Co prawda w „Spustoszeniu” Polacy nie biorą udziału, jednak jego lektura daje nam szansę spojrzeć na konflikty napoleońskie z zupełnie innej strony. Walki na Półwyspie Iberyjskim były pierwszymi w historii nowożytnej walkami narodowowyzwoleńczymi.
Francuzi po blokadzie Wielkiej Brytanii spodziewali się reakcji, jednak wierzyli w nieomylność Bonapartego i jego rychłe zwycięstwo.
Wojna w Hiszpanii i Portugalii sprawiła jedynie, że Napoleon Bonaparte tracił coraz więcej ludzi, pieniędzy i sprzętu. Nie pomogło nawet stronnictwo francuskie w Hiszpanii. Po klęsce 1814 r. sprzyjający Francji Hiszpanie wycofali się ze swojego kraju razem z Francuzami.
Bernard Cornwell opowiada tutaj historię wojsk brytyjskich walczących w Portugalii. Jak zwykle zaletą jego powieści jest zgodność z faktami znanymi z historii. Autor na końcu każdej swojej książki pisze, co było efektem jego wyobraźni, a co pokrywa się z rzeczywistymi wydarzeniami.

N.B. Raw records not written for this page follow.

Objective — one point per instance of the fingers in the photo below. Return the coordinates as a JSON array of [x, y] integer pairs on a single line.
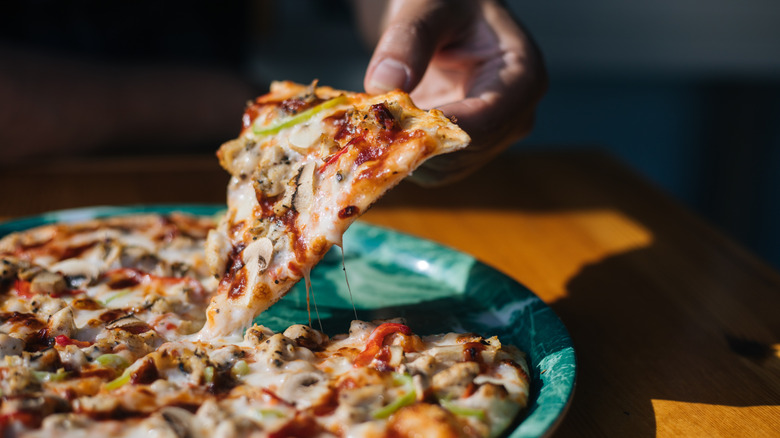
[[415, 30]]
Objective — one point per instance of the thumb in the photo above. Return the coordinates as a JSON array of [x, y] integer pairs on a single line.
[[415, 30]]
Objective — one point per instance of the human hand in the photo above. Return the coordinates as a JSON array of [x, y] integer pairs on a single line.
[[469, 59]]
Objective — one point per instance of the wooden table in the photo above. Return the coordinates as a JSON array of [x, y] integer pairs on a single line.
[[677, 329]]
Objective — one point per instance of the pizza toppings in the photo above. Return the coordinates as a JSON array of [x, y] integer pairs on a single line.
[[124, 326], [308, 162], [119, 357]]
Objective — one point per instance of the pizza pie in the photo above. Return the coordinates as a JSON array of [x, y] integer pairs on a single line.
[[114, 325]]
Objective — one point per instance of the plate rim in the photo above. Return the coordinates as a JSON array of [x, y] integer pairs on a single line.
[[539, 427]]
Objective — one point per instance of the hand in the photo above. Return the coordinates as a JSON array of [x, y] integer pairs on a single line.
[[469, 59]]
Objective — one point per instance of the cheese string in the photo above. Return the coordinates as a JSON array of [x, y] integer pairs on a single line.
[[310, 290], [346, 279]]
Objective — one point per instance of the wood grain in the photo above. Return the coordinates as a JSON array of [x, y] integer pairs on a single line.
[[677, 329]]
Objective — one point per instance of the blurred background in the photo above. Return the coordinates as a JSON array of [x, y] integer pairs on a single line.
[[685, 92]]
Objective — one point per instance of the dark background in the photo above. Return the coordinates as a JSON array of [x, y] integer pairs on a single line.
[[685, 92]]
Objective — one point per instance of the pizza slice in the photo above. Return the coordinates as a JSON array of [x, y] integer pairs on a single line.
[[308, 162]]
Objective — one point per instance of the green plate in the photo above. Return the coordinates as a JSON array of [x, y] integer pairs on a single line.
[[437, 289]]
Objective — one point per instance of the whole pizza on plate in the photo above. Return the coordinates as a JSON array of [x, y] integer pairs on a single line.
[[142, 324]]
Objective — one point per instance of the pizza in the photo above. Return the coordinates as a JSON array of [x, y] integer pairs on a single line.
[[145, 324], [308, 162]]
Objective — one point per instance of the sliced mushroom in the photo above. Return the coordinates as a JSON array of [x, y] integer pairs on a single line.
[[61, 323], [179, 420], [78, 273], [257, 334], [453, 381], [304, 389], [217, 252], [47, 282], [306, 336], [9, 267], [257, 257], [10, 346], [304, 193]]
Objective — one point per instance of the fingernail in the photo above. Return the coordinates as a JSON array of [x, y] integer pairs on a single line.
[[389, 75]]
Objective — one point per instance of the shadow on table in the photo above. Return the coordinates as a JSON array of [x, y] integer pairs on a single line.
[[677, 311], [611, 313]]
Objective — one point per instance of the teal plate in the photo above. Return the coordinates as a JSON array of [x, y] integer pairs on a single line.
[[436, 289]]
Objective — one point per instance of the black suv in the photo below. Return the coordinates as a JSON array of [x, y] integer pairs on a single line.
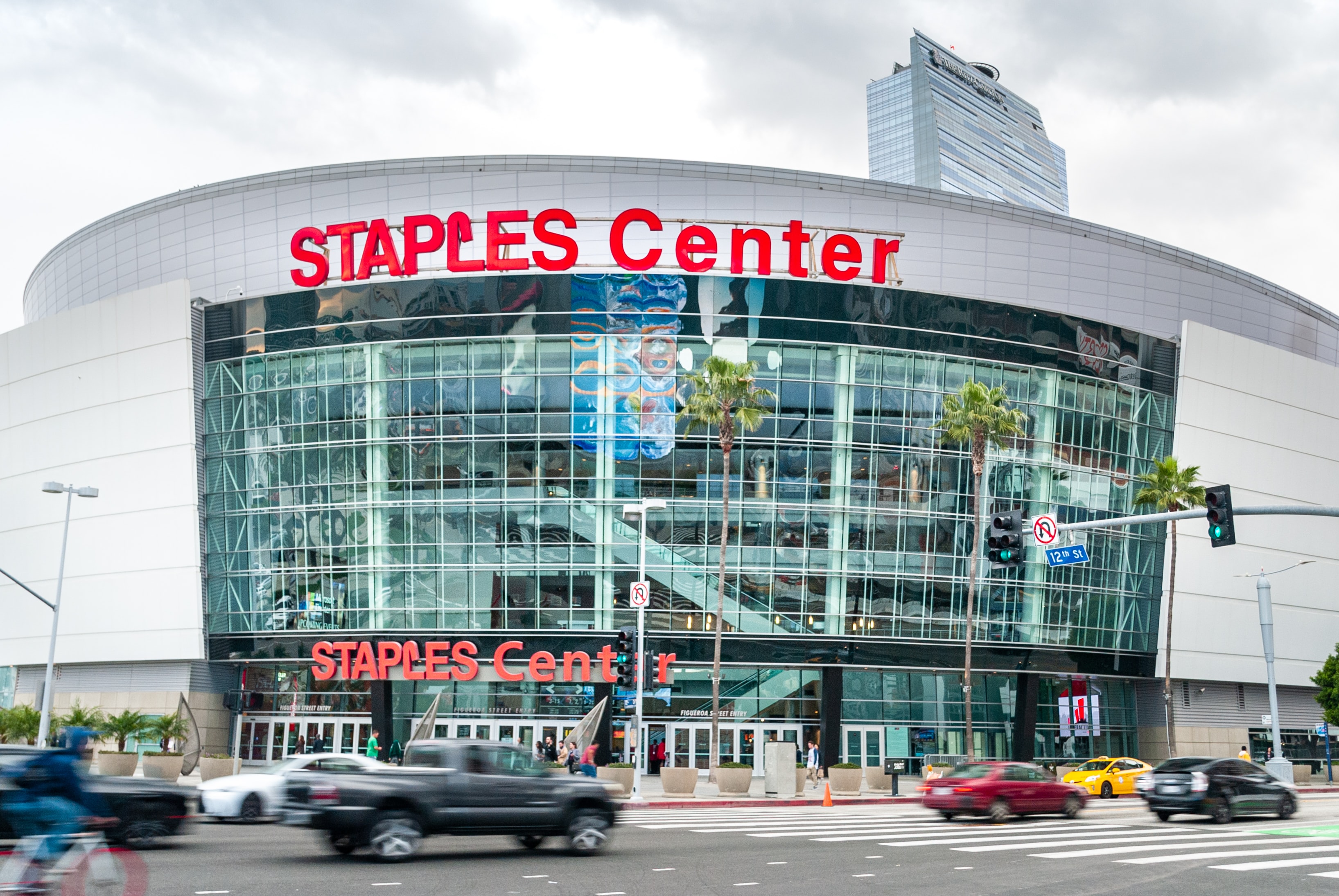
[[1222, 790]]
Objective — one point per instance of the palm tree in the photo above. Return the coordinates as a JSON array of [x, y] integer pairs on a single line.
[[126, 725], [165, 728], [723, 396], [1171, 487], [978, 415]]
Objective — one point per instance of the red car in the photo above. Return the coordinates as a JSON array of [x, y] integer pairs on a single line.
[[1002, 790]]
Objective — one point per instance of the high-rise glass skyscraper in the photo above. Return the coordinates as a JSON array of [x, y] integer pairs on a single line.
[[950, 125]]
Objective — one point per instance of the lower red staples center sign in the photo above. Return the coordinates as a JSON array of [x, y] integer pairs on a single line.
[[457, 661]]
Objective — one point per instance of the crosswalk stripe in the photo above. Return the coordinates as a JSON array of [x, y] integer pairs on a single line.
[[1151, 837], [1285, 863], [1196, 856]]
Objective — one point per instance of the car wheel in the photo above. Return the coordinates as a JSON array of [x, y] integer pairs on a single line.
[[251, 810], [343, 843], [588, 834], [395, 836]]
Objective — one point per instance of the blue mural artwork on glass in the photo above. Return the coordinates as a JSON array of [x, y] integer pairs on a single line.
[[624, 345]]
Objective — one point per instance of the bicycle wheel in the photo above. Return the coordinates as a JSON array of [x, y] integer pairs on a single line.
[[108, 871]]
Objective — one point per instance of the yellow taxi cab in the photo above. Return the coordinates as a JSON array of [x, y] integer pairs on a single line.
[[1108, 777]]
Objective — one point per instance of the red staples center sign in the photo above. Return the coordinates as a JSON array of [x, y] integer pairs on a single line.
[[553, 240], [457, 661]]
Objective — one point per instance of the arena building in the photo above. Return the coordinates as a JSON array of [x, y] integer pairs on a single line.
[[364, 435]]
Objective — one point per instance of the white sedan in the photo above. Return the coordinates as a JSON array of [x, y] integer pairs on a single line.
[[256, 795]]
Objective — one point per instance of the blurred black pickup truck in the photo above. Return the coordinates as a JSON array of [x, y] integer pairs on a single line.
[[456, 787]]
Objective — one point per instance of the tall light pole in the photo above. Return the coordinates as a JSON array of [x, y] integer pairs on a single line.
[[639, 513], [82, 491]]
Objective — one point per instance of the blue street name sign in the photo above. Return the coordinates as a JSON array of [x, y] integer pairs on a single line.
[[1066, 556]]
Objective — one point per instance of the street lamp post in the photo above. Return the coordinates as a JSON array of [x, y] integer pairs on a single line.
[[82, 491], [641, 511]]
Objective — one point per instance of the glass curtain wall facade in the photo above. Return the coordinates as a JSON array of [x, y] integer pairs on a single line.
[[454, 455]]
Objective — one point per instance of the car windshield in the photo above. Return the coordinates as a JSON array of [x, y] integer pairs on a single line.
[[971, 771], [1096, 765], [1184, 764]]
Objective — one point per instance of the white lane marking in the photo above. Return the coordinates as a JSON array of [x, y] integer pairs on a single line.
[[1285, 863], [1088, 842], [1048, 830], [1151, 860]]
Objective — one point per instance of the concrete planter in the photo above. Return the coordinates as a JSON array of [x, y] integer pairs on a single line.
[[680, 783], [211, 770], [734, 783], [845, 781], [165, 768], [118, 764], [878, 781], [622, 776]]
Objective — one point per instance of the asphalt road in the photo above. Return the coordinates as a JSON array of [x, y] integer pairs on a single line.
[[809, 851]]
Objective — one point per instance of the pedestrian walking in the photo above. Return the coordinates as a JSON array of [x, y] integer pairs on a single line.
[[588, 760]]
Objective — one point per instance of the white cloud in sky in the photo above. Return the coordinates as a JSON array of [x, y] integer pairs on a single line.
[[1211, 126]]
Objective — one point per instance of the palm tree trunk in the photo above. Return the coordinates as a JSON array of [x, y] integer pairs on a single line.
[[971, 596], [721, 608], [1167, 668]]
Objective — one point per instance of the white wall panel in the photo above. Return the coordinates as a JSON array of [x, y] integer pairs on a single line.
[[1267, 423], [102, 395]]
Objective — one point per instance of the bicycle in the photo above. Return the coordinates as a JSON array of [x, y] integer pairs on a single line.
[[88, 867]]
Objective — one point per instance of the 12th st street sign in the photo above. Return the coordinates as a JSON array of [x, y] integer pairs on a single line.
[[1066, 556]]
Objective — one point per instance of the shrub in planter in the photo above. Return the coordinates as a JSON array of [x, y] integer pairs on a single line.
[[117, 763], [621, 773], [678, 781], [216, 765], [845, 779], [734, 779], [165, 767]]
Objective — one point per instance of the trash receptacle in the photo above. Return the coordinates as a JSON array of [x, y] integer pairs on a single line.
[[892, 768]]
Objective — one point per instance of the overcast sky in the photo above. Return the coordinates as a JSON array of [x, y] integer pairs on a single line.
[[1211, 126]]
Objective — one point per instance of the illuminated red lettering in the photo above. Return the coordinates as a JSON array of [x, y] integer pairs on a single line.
[[414, 247], [543, 665], [500, 660], [841, 249], [695, 240], [884, 249], [364, 661], [463, 656], [497, 240], [346, 245], [586, 665], [326, 665], [458, 230], [796, 237], [310, 257], [737, 250], [558, 240], [606, 657], [431, 660], [379, 252], [345, 649], [616, 232]]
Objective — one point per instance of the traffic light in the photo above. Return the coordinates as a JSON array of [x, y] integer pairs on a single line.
[[627, 657], [1006, 541], [1219, 501]]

Francuzi początkowo wygrywali z Portugalczykami. „Spustoszenie” zaczyna się od opisu pierwszej bitwy o Oporto (obecnie Porto), w której zginęło wielu cywilów. Nie zdążyli się oni ewakuować mostem pontonowym na drugi brzeg rzeki Douro. Most uległ zniszczeniu, wielu ludzi zginęło w nurtach rzeki. Są dwie wersje dotyczące udaremnienia przeprawy. Jedna mówi o Francuzach, którzy zbombardowali most, druga mówi o tym, że most był za bardzo obciążony i po prostu nie wytrzymał. Historycy specjalnie nie spierają się o to, która wersja jest prawdziwa, a często zgadzają się z obiema naraz.
Druga bitwa o Oporto kończy się sukcesem Brytyjczyków i generała Wellesleya, znanego później jako książę Wellington. W jej przebieg wplata Cornwell losy Sharpe’a, pokazując również zakulisowe gry wywiadu brytyjskiego i francuskiego.
Po raz kolejny mamy do czynienia z wciągającą fabułą i porywającą lekturą. Polecam.
Notka wydawcy:
Napoleon błyskawicznie przemierza północną Portugalię, by przejąć kontrolę nad całym Półwyspem Iberyjskim. Richard Sharpe otrzymuje zadanie odnalezienia córki angielskiego handlarza wina. W tym samym czasie Francuzi atakują Porto (Oporto), gdzie rozpoczyna się rzeź.
Uwięziony za liniami wroga Sharpe kontynuuje misję. Poszukiwania Kate Savage, prócz Francuzów, komplikuje tajemniczy i groźny pułkownik Christopher.
Sharpe dołącza do przyszłego księcia Wellingtona i razem przechodzą do kontrataku. Ze ściganego staje się myśliwym. Na gruzach francuskiej armii dokonuje okrutnej zemsty…
Żołnierz, bohater, czarujący drań – Richard Sharpe to człowiek, którego dobrze mieć po swojej stronie. Urodzony w ubóstwie, wstępuje do wojska, by uciec z więzienia. Awansuje w szeregach armii dzięki odwadze i brutalności. Nie zna innej rodziny niż 95. Pułk Strzelców, którego kurtkę z dumą nosi.
Bernard Cornwell – jeden z najbardziej cenionych pisarzy brytyjskich na świecie. Autor 40 powieści historycznych, przetłumaczonych na 20 języków i wydanych w nakładzie ponad 14 mln egzemplarzy. Uchodzi za mistrza batalistyki i „historical fiction”, a BBC zekranizowało serię książek o oficerze Jej Królewskiej Mości, w którego wcielił się Sean Bean, znany również z ekranizacji trylogii Tolkiena.